He was from a trailer park near Pittsburgh. She was a Vanderbilt.
The contrast was a chasm they lived across every day.
Her hand was on his arm, fingers tight. Control. Absolute.
Vicky's laugh echoed in the grand hall, bright and false.
She moved through her party, a queen in her court.
Ethan trailed behind her, a silent shadow.
He tried to speak to a guest, a senator.
"G-g-good evening, S-senator."
The man's smile faltered. Vicky swept in.
"Ethan is just a little overwhelmed, Senator. He's not used to such... stimulating company."
Her words were a caress and a cut, all at once.
Later, when they were alone, her tone changed.
The charm vanished. Ice remained.
"You embarrassed me, Ethan."
"I... I t-tried."
"Trying isn't enough. You are a Vanderbilt now. You must be perfect."
She saw him as a project. Something to mold.
Her love was a vise, crushing him.
The next morning, a man named Julian Astor arrived.
He was all smooth smiles and expensive cologne.
Vicky's eyes lit up when she saw him.
A new, shiny toy.
Julian quickly became a fixture in their lives.
Then, Julian vanished.
Vicky turned on Ethan, her face a mask of fury.
"Where is he? Where is Julian?"
Ethan shook his head. "I... I d-don't know."
"Liar! You're jealous. You've done something to him."
Her voice rose to a shriek.
"Tell me where he is, or your precious grandparents will pay. Their farm? Gone. Them? On the streets. Begging."
The threat hung in the air, heavy and suffocating.
His grandparents. His only real family.
The people who had shown him kindness in a harsh world.
Ethan's hands trembled. He tried to write on a notepad, his pen skittering.
*Vicky, I swear. I don't know.*
She snatched the note, crumpled it.
"Words are easy, Ethan. Especially for you, when you can't even speak them properly."
Her cruelty was a casual thing for her.
He gestured frantically, shaking his head, his eyes pleading.
She watched him, unmoved.
Her face was cold, her decision made.
"You have one hour to tell me. Or they suffer."
He felt a familiar despair, a crushing helplessness.
His stutter, always worse under stress, choked him.
He could only make small, strangled sounds.
Vicky paced the room, her silk robe flowing around her.
"I loved you, Ethan. I plucked you from obscurity. I gave you everything."
Her voice was low, almost a hiss.
"And this is how you repay me? By hurting Julian?

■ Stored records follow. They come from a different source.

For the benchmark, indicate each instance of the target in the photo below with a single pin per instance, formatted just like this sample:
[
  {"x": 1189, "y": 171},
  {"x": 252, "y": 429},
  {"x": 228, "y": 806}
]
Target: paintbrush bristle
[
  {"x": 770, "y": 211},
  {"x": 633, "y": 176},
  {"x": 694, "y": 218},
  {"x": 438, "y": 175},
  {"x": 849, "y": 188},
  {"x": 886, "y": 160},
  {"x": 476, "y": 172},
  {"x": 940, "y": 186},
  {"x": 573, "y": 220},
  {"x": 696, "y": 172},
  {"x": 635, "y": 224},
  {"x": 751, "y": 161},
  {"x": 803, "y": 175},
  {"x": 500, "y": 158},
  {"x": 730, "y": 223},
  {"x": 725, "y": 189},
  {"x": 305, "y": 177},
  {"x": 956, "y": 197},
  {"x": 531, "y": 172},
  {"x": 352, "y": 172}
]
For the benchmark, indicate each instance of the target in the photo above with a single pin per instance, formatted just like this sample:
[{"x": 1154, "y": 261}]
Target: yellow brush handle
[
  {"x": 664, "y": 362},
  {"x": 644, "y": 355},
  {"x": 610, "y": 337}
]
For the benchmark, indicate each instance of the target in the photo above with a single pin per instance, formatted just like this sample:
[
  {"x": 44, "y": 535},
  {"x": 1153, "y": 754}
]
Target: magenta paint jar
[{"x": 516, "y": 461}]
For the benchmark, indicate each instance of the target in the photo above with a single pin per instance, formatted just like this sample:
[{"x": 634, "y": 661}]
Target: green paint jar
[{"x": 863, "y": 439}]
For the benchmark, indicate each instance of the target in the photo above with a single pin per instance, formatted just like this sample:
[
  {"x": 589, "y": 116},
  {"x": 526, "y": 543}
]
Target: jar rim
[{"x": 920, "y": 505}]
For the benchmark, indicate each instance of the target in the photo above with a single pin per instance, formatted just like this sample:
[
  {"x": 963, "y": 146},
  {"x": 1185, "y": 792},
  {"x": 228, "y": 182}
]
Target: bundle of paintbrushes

By defying me?"
She believed her own narrative. That she was the benevolent savior.
That her control was a form of love.
"You belong to me, Ethan. You will not leave me. You will not disobey me."
The hour passed in silence, broken only by Vicky's furious muttering and Ethan's ragged breaths.
He had no information to give. Julian's disappearance was a mystery to him.
The phone rang. Vicky snatched it up.
Her expression changed as she listened.
A slow, cruel smile spread across her face.
She hung up.
"It's done," she said, her voice dripping with satisfaction.
"The foreclosure papers are filed. They'll be serving your grandparents notice any minute."
Ethan stared at her, his blood running cold.
"N-no..."
"Oh, yes. But that's not all."
She walked to a large screen on the wall. It flickered to life.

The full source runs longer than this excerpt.